I don’t think that you and I have the same idea of what “technical debt” is.

Technical debt is when you prioritize short-term gains and pay for it with additional maintenance burdens long-term. In my experience, Bazel adoption can be the opposite—replace your custom scripts with Bazel, make the investment now, and deal with less maintenance later.

I’ve dealt with some really painful in-house build systems, and migrated some of them to Bazel. That was paying off technical debt.


Oh, definitely. Painful in-house build systems are way more technical debt than a nice standardized one, so this could definitely be a winning move. Just remember that all code is still debt.


I'd like to share two responses to the sentence "all code is technical debt".

1. A user named gnus-migrate [1] says it well: "I think you completely misunderstood the concept of technical debt. It was just a metaphor created to explain to non-technical managers the need for refactoring. Saying all code is technical debt makes the term meaningless. / I think that you're saying that even clean code needs to be maintained. While that is true it has nothing to do with the idea of technical debt."

2. Eleenrood responds: "Actually it is logical consequence of Cunningham['s] idea. If you assume that overcomplicated solutions generate debt, you can also assume that best solution generate also some amount of debt. Just way smaller than non-optimal solutions. It actually simplify it, cause you don't have to come up with magical line between "debt clear code" and "code adding technical debt". Instead you weight code, which adds more technical debt than other. Your best solution in this case is the one with smallest technical debt weight."

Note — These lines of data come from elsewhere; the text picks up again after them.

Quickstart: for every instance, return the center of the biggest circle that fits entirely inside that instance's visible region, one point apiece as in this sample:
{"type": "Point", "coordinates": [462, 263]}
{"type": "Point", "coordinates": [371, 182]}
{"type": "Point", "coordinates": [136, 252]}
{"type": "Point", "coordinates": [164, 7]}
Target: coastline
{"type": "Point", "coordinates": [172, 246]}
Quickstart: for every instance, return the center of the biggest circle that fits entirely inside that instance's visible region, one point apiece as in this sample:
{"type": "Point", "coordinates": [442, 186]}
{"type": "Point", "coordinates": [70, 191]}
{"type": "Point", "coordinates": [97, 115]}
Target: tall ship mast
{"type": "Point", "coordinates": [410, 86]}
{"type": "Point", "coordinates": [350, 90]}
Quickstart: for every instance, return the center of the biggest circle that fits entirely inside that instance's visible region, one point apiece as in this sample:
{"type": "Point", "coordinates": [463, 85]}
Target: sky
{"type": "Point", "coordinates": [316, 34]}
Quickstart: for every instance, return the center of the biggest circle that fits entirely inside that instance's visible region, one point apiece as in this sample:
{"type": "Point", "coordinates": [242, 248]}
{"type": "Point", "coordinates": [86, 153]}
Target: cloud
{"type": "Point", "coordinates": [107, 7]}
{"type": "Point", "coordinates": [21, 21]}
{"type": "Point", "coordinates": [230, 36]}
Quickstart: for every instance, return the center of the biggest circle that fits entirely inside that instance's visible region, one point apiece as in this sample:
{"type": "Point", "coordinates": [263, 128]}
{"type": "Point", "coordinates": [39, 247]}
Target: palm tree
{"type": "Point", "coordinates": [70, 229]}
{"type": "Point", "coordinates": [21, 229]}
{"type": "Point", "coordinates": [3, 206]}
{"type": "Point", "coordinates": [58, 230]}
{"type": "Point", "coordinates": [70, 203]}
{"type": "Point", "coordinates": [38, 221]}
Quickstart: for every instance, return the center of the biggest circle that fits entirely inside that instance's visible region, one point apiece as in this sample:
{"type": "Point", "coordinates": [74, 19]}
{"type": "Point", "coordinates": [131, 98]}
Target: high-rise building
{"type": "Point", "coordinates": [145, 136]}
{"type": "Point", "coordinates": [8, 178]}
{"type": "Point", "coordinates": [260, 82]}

I will admit my preference, at the start of writing this comment, was for the first. It just sees nicer to define perfect code as 0 technical debt, right?

On the other hand, I agree that all code has maintenance costs. (At the bare minimum, from time to time, someone has to read it to revel its perfection and convince themselves that it still remains untarnished given changing business requirements!) So, more points for definition #2.

Next, let's compare software development to factories and machines (what could go wrong with this metaphor?). Yes, running and maintaining factory equipment has ongoing costs. But I would not say that planning for maintenance costs is the same as incurring debt. Hmmm, more points for definition #1.

On the other hand, if a factory is given the choice between (a) buying outright and doing its own maintenance versus (b) renting equipment that includes both the cost of the equipment and the maintenance, you would expect in a perfect (idealized) market that both would cost the same. ... (Slight tangent: Accountants are sticklers about how companies account for costs. Some systems differ in how owned equipment and rented equipment are treated. I'm not expert, but I have a healthy, painful respect for these considerations.) ... All of which would suggest that sooner or later, one way or another, you have to pay for that maintenance. Call it a cost or call it debt, does it really matter? In both cases, if you want to make widgets, you have to pay it. So, points for definition #2 for acknowledging that code requires maintenance which, like it or not, implies a debt/cost.

So, I can see why people prefer either. I kind of like to embrace the tension, so I like both.

But if you need resolution, it can be found! :) The difference between these views is only a matter of the baseline.

    Another Arbitrary Table

                     technical debt    technical debt
    option           definition 1      definition two
    ------           --------------    --------------
    perfect code     0                 300
    imperfect code   400               700
In both cases, the net difference is 400.

Of course, this works for addition, but not so well for division. Since division by zero is undefined, I tend to prefer definition #2!